Ein Wort noch zu den Chemnitzern. Es ist in der Tat so, dass es immer wieder heíßt "Wir wissen auch nicht , wo die herkommen" etc. OK, nur mal angenommen, das stimmt. Kein Problem. Und ich kann auch jeden "normalen" Fan verstehen, der sich nicht traut, gegen einen Haufen debiler Stiernacken vorzugehen. ABER: Warum wenden sie sich nicht über die bestehenden Kontakte (Fanbeauftragte, Polizei...) an den gastgeber und sagen bspw. "Hört mal, wir wollen nicht mit diesen Leuten in einen Topf geworfen werden, könnt Ihr uns helfen?"? Man könnte sich auch in dem kleinen Gästeblock abseits stellen.
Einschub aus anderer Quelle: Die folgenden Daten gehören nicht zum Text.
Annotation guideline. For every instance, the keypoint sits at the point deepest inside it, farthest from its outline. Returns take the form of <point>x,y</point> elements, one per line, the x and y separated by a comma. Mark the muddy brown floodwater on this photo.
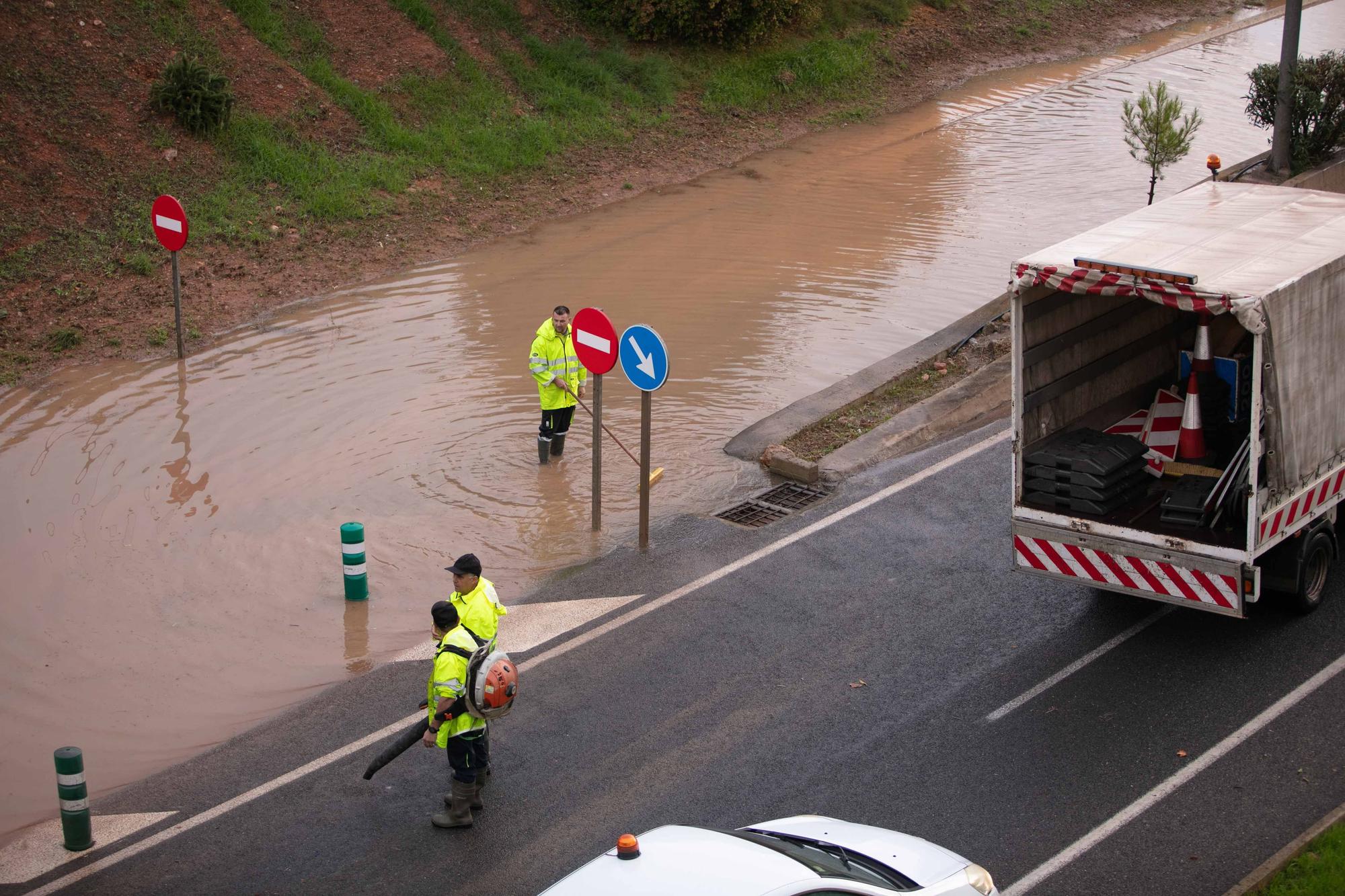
<point>170,530</point>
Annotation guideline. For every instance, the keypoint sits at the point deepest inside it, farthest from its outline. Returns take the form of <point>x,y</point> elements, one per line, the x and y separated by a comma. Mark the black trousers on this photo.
<point>556,423</point>
<point>469,755</point>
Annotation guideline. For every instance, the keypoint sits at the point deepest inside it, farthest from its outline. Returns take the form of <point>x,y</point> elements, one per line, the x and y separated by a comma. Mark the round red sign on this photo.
<point>595,341</point>
<point>170,222</point>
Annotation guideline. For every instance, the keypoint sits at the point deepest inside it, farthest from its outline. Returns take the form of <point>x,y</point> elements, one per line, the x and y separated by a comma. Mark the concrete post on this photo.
<point>353,561</point>
<point>76,823</point>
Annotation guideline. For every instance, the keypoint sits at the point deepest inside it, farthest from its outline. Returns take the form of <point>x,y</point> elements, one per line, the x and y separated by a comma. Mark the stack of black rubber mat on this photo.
<point>1187,502</point>
<point>1087,471</point>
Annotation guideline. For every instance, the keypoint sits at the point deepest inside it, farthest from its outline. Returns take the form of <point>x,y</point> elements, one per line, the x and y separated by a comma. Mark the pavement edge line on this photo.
<point>1136,809</point>
<point>1284,857</point>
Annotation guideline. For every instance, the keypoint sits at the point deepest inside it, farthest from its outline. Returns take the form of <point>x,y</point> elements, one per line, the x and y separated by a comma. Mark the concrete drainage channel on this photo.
<point>773,503</point>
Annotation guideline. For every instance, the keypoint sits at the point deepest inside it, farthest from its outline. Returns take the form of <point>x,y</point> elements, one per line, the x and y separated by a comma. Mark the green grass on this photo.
<point>818,69</point>
<point>473,124</point>
<point>1317,870</point>
<point>141,263</point>
<point>63,339</point>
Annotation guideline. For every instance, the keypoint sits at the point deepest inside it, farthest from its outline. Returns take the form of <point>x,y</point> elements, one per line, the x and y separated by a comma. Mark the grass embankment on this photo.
<point>1317,870</point>
<point>474,124</point>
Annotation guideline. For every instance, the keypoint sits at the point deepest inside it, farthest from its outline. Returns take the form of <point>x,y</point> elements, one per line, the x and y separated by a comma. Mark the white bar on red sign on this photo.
<point>1132,425</point>
<point>1163,432</point>
<point>594,341</point>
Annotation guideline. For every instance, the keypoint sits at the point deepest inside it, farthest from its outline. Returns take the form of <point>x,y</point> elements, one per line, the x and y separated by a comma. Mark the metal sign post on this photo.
<point>645,361</point>
<point>177,304</point>
<point>170,224</point>
<point>598,451</point>
<point>595,343</point>
<point>646,416</point>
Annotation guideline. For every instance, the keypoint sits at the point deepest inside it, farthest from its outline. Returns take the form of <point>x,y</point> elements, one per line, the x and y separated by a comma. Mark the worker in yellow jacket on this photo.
<point>560,377</point>
<point>478,606</point>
Oder bei gestrigen spiel hätte ich es auch zulässig gefunden, wenn man solche normalen Fans bspw in den leeren Block 11 geleitet hätte. Aber all das passiert nicht, es wird abgewiegelt, verharmlost und gleichgestellt. So wird das nix...
OK, soweit "kurz" von mir. Bin erstmal bis morgen nachmittag offline.
Gruß
Sven

2 Comments:

Anonymous Anonym said...

Ich habe das mal gelinkt: http://blog.pantoffelpunk.de/archives/307

Montag, 03 April, 2006

 
Anonymous Anonym said...

Ich auch, wieso gibts hier eigentlich keine Trackbackmöglichkeit?!